Don't use clustered indexes on columns that are frequently updated, as the
index will be recalculated each time.

2. Non clustered. Number per table limited by the database you are building
in. Data is stored in the table in the order entered, and found via an index
which points to its location in the table. A non clustered index does not
sort the data, but the index is sorted. Use non clustered indexes for small
result sets, searches on exact matches rather than ranges columns involved
in join operations over multiple tables.

Commonly a table has more than one index. For example,

Table Employee
ID int
Lastname varchar(50)
Firstname varchar(50)
Job Title varchar(50)
Salary money
Date Employed datetime

An example index plan would be:

ID: Primary key, unique and clustered by default of being the primary key
Lastname: non clustered, non unique
Date Employed: non clustered, non unique

Simon Davies





-----Original Message-----
From: thelist-admin at lists.evolt.org
[mailto:thelist-admin at lists.evolt.org]On Behalf Of Scott Dexter
Sent: Friday, 13 October 2000 23:52
To: 'thelist at lists.evolt.org'
Subject: RE: [thelist] SQL Indexes


I'm waiting to see what poetry Rudy has for us on this one.
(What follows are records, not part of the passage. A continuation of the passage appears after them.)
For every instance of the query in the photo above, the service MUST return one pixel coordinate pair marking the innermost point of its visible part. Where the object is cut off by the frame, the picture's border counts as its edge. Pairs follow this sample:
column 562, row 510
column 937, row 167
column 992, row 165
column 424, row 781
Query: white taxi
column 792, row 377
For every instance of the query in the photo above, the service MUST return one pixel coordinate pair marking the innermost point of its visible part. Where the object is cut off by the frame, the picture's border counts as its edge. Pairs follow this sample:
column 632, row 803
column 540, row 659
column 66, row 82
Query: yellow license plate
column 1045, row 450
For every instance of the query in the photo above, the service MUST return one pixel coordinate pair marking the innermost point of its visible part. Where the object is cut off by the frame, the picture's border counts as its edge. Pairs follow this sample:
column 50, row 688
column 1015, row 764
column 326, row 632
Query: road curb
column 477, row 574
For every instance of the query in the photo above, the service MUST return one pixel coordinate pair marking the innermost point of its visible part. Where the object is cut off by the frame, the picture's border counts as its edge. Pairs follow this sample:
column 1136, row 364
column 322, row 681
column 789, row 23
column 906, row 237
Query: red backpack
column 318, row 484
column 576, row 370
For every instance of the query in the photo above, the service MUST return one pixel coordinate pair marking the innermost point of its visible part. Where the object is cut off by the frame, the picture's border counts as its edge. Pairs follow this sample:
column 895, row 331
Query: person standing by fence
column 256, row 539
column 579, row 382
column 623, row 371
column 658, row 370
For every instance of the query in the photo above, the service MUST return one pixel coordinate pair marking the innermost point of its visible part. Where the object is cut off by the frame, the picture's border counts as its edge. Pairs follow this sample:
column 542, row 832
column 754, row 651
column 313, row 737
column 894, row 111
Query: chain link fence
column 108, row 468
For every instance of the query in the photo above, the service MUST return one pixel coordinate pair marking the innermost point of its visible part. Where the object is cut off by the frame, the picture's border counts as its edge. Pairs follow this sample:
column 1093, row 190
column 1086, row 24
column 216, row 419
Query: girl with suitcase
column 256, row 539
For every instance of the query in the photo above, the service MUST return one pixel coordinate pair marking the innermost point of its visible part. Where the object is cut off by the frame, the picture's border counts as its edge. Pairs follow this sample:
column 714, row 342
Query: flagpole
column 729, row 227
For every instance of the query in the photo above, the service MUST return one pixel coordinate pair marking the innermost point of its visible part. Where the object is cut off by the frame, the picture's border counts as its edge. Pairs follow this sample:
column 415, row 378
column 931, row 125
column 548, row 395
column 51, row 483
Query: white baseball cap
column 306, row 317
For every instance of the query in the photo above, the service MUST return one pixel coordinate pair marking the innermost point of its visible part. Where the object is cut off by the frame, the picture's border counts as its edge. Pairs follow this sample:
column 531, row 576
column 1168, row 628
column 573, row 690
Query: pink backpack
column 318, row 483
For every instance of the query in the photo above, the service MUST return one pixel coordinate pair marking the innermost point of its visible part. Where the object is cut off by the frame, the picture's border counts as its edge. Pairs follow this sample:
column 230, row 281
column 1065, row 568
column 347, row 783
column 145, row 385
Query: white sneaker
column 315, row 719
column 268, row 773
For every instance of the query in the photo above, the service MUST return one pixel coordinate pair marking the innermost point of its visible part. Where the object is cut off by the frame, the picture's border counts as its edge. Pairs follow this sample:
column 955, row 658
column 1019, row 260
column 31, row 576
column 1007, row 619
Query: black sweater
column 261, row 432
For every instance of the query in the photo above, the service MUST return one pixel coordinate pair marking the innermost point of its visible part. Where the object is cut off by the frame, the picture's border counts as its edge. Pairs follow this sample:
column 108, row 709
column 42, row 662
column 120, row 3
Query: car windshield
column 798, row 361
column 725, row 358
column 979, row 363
Hold on kids, if
he's in the mood, it'll be a doosy =)

sgd
--
work: http://www.ti3.com/
non: http://thinksafely.org/

> -----Original Message-----
> From: Rob Keniger [mailto:rob at bigbang.net.au]

> > So what would be useful would be some general discussion of
> what indexes are
> > and how one uses them in general - then I can go to the
> MySQL documentation
> > and look up specific implementation.
>
> Indexes are pre-sorted look-up tables of specific columns in
> your database
> that are used to speed record search times.